Is it reckless, for example, if you have a history of alcohol problems not to declare on the application form that you previously attended Alcoholics Anonymous, even though you had stopped drinking some years earlier?
And is it possible to believe you are 6ft tall and weigh 16 stone when in truth you are 5ft 9ins in your socks and weigh 25 stone?
Insurers are perfectly within their rights to refuse to pay out on any kind of policy, if they believe a customer has withheld relevant information. That said, traditionally many companies have taken a sympathetic view where the oversight seemed innocent enough.
But that is no longer so. The sharp rise in disputes has led Financial Ombudsman Walter Merricks to study such cases in more detail, and last week he concluded that a distinction should be drawn between reckless and inadvertent non-disclosure.
He said: "Recklessness denotes a degree of not caring whether a disclosure is true or false so that a policyholder appears not to care about accuracy when completing the proposal form."
In one case, for example, an insurer refused to pay up under a life and critical illness policy after the customer had a heart attack on the grounds he had recklessly failed to disclose earlier neck and back problems.
The ombudsman accepted that it had been a one-off incident which had simply slipped his mind, and told the company to pay.
In another case, a woman had failed to declare that she had asthma, believing it to be only a minor medical matter and effectively controlled.
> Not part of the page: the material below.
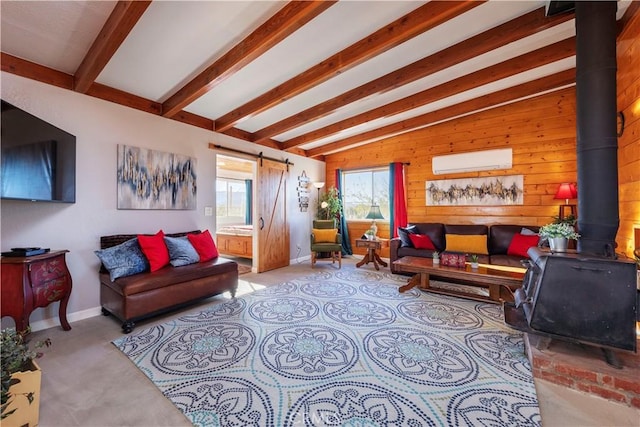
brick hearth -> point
(583, 368)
The watchdog decided her insurer was wrong to object to paying up when many years later she developed breast cancer.
However, in another case, the ombudsman sided with the company, when an applicant rightly declared she did not drink alcohol on an application form, but neglected to state that she was receiving psychiatric help for a drink problem, nor that she had formerly attended Alcoholics Anonymous.
When she died some years later, the company refused to pay out on two life policies. The ombudsman agreed.
He said: "We concluded that there was no evidence that the policyholder had deliberately given the wrong answer. But neither was it likely that her answer had been innocent or inadvertent. She could not have stopped to properly consider the question or her answer. Had she done so, we thought it unlikely that she would have given the answer that she did."
Similarly, the ombudsman wasn't convinced that an applicant who declared he was 6ft tall and weighed 16 stone wasn't deliberately concealing the truth when he was in fact shorter and heavier. Against that background, he decided the company's decision to refuse the claim was fair when the policyholder died of a blood clot five months later, aged 37.